A delivery system that could deliver a complex schedule of protein drugs to all the right places at all the right times sounds a bit like an impossible dream, but research published in the Journal of the American Chemical Society suggests that it could be a step closer.

Protein drugs have historically been difficult to deliver, but as polymers have advanced, it has become easier to create delivery systems that deliver drugs locally at controlled rates. However, it has been more of a challenge to create something that could release multiple drugs at different times, potentially cutting side effects, improving efficacy or simply making complicated dosing regimens easier. Researchers at the University of Connecticut have created hydrogels that can release drugs at specified rates and at pre-determined times, controlled by aptamers (small peptides or short strands of genetic material) that bind to specific target molecules.

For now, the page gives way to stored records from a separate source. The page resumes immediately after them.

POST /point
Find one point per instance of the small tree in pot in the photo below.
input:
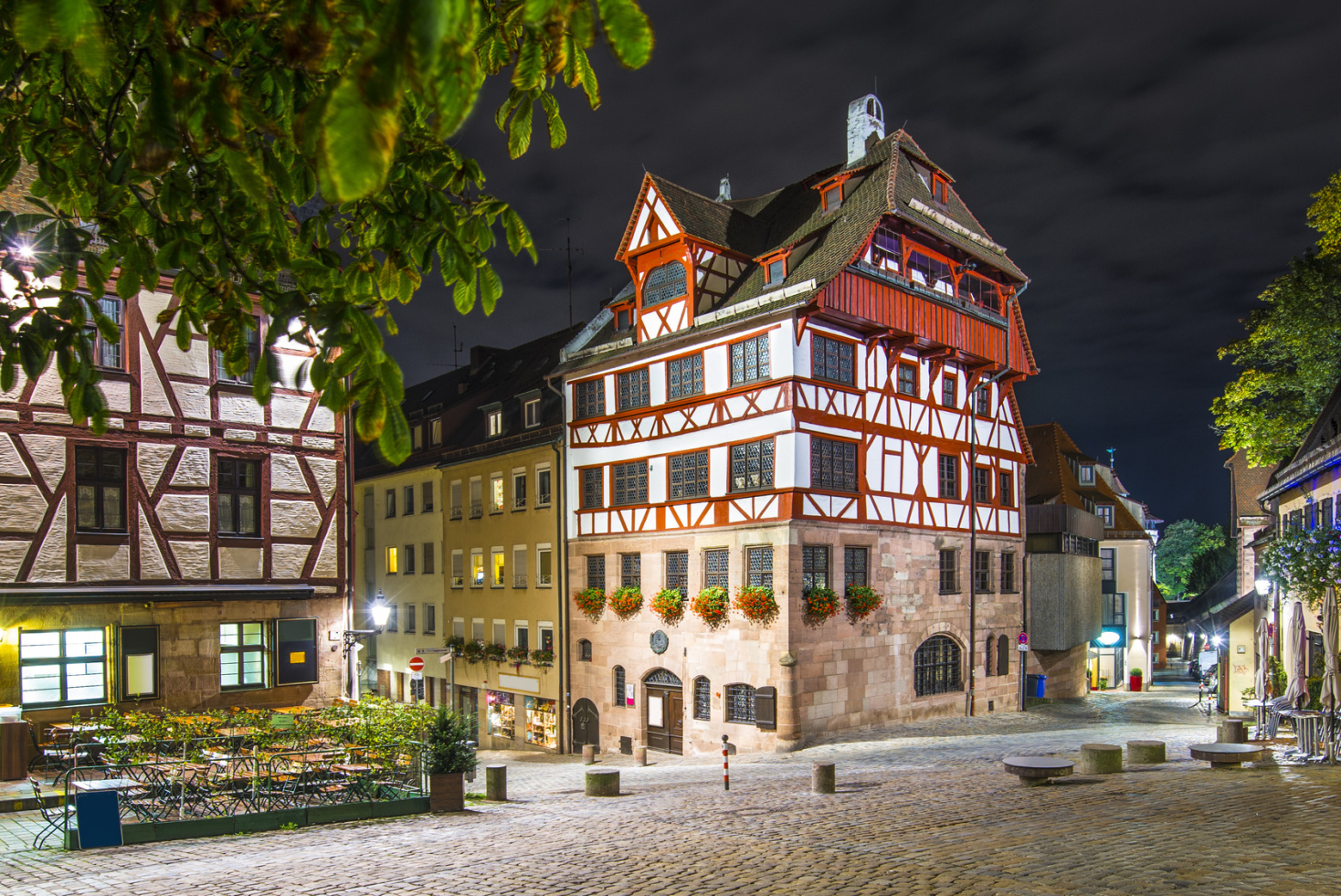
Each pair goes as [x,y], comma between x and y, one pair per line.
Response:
[449,754]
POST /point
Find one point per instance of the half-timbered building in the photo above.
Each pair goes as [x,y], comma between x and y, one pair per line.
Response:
[807,389]
[192,555]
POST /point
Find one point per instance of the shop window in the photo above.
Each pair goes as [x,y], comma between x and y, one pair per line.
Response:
[678,572]
[948,469]
[751,466]
[759,564]
[833,464]
[684,377]
[241,655]
[741,703]
[633,389]
[62,667]
[702,699]
[629,483]
[814,566]
[831,360]
[948,572]
[690,475]
[854,561]
[750,360]
[936,667]
[590,398]
[100,490]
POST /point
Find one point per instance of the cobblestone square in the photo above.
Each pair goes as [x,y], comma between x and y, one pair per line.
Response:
[920,809]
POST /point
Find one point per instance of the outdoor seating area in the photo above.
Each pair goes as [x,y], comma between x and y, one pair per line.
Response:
[228,764]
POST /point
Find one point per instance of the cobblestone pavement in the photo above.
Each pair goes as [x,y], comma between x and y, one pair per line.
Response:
[922,809]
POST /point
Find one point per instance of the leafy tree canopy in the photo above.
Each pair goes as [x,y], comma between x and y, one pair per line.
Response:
[1177,557]
[229,142]
[1292,354]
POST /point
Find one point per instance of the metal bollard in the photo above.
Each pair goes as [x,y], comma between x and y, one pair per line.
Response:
[495,784]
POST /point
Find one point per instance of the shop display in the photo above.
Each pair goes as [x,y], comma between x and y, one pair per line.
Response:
[502,714]
[542,722]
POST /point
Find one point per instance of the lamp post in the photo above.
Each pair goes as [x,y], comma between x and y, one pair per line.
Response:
[380,612]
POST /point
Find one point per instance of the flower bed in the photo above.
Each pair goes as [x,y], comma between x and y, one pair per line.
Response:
[590,601]
[668,604]
[627,601]
[862,601]
[821,606]
[711,606]
[756,604]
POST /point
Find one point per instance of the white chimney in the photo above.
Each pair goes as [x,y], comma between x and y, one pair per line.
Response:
[865,117]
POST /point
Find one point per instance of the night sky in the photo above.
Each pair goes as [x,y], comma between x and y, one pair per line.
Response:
[1146,163]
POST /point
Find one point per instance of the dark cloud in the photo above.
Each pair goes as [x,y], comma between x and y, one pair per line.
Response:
[1146,163]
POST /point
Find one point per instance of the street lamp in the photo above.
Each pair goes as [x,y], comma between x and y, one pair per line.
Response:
[380,612]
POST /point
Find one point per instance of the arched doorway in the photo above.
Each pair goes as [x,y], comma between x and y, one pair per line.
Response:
[586,726]
[664,715]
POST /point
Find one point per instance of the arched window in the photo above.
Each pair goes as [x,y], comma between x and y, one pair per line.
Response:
[702,699]
[664,283]
[936,667]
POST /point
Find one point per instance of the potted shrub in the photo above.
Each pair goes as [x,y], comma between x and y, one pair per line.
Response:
[590,601]
[627,601]
[449,754]
[668,604]
[862,601]
[821,604]
[756,604]
[711,606]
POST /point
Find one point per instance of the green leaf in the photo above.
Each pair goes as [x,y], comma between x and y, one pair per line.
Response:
[358,141]
[628,31]
[558,133]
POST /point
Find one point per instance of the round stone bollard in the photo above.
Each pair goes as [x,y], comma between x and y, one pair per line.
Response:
[495,784]
[1146,753]
[1100,758]
[602,782]
[1232,732]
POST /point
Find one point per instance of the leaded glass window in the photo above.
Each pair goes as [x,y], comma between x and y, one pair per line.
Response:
[750,360]
[690,475]
[751,466]
[833,464]
[685,377]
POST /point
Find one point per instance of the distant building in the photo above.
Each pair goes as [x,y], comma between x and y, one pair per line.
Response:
[802,391]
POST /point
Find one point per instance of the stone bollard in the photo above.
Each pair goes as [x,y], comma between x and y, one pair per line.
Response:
[1144,753]
[604,782]
[1232,732]
[1100,758]
[495,784]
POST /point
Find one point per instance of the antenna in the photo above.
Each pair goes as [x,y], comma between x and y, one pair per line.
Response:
[569,249]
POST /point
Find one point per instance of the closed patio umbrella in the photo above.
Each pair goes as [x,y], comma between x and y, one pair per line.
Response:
[1330,676]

In the study, the researchers used aptamers that bind to vascular endothelial growth factor (VEGF) and platelet-derived growth factor BB (PDGF-BB). Gels without the aptamers released VEGF or PDGF-BB more quickly than the gels with the aptamers and, according to the researchers, this showed that the nucleic acid aptamers could control the release of protein drugs from hydrogels.

"This is an important proof-of-principle paper for researchers in drug delivery," Colin McCoy of Queen's University Belfast in the U.K. said to ChemistryWorld. "Aptamers have long been recognized as an excellent means of allowing triggered release of a protein. ... Extending this concept to multiple potential therapeutics is a very useful thing to be able to do, as it demonstrates how we might be able to achieve programmable release of several drugs in the right doses, at the right times and in the right places, from a single platform."